# Plastic toys as docorations?



## Sivan (Aug 30, 2010)

I was thinking about what kind of aquarium decorations to have for my future tank. I've decided on a natural look with rocks and fake plants. Then, I had a geeky idea that I almost want to try.

I would love to see a Pokemon themed aquarium blended into a natural themed aquarium. I know that a lot of cartoon characters end up as decorations, such as Sponge Bob, and was disappointed to see that no Pokemon decorations exist. I know some people use legos in their tanks after washing/soaking them in hot, hot, water. Could the same be used on Pokemon figurines? I don't know what kind of chemicals a plastic toy would give off over time and although chance are I won't make the tank or at least won't make it immediately if it is possible, I am curious.

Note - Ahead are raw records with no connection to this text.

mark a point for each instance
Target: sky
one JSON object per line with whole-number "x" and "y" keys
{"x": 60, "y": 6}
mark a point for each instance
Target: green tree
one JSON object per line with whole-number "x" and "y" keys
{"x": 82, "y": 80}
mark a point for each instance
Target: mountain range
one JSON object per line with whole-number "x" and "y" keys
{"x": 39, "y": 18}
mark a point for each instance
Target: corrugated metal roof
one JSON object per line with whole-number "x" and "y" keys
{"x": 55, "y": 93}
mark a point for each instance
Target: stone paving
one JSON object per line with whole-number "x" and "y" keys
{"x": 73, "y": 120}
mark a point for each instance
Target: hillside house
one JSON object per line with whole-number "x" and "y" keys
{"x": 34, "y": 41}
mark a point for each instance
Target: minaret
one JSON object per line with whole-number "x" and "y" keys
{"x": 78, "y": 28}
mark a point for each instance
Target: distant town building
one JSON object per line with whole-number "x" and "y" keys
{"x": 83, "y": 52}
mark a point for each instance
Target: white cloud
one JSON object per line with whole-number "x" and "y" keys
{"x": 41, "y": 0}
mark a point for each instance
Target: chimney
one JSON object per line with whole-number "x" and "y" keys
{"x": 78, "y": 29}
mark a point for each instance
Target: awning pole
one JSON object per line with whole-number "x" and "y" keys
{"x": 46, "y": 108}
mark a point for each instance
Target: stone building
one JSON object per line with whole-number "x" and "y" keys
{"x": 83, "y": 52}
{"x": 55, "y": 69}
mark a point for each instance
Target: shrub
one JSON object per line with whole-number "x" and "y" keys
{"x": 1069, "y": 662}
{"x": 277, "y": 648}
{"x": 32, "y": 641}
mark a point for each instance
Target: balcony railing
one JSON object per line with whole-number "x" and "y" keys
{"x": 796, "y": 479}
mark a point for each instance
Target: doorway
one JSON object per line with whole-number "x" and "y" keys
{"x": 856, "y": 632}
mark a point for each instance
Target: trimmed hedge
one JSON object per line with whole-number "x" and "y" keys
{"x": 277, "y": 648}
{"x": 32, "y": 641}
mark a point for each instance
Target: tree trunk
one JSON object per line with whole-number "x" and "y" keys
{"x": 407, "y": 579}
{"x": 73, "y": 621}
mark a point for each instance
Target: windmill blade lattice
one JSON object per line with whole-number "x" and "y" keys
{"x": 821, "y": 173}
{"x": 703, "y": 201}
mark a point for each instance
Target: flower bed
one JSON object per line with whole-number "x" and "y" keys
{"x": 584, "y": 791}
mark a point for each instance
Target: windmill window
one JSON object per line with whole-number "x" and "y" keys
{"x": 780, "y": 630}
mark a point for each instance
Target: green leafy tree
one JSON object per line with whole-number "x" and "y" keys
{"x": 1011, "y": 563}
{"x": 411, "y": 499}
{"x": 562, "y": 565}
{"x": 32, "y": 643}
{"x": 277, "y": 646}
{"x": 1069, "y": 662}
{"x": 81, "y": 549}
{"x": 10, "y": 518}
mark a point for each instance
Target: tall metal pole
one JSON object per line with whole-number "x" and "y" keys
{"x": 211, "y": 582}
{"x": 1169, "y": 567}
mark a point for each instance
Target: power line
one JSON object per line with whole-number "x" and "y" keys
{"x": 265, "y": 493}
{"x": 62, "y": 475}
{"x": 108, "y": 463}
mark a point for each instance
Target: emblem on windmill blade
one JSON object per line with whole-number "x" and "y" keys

I wouldn't put a whole lot in there. I would love to place in a few Starmie and Staryu, maybe a Squirtle and/or Magicarp, since these Pokemon look like actual aquatic creatures. I thought it would be fun to blend them into an otherwise natural tank.

I know that there are bath toys and rubber figures that would not be rough on the betta's fins but...the possible chemicals make me not want to try.


----------



## Fritz (Mar 1, 2012)

Legos might be OK because they are pure plastic but most figurines are painted. The paint they use on the toys are most likely not aquarium safe and could chip off or dissolve in the water harming your fish. However I'm not an expert so I'm not sure. If it were me I wouldn't chance it.


----------



## carzz (Mar 8, 2011)

Only used legos that have no paint and/or stickers. Figurines would be okay if they had a sealer. I don't known what it's called, but you'll paint it let dry and repeat. It seals the paint and works like a gloss and is fish safe.  try googling


----------



## Sivan (Aug 30, 2010)

Interesting. I wouldn't use the the mini figures but rather the hard plastic ones that look...friendlier for an aquarium. How do you know what kind of paint or sealer was used?


----------



## BETTACHKALOVE (Nov 22, 2010)

check this link http://www.bettafish.com/showthread.php?t=96441


----------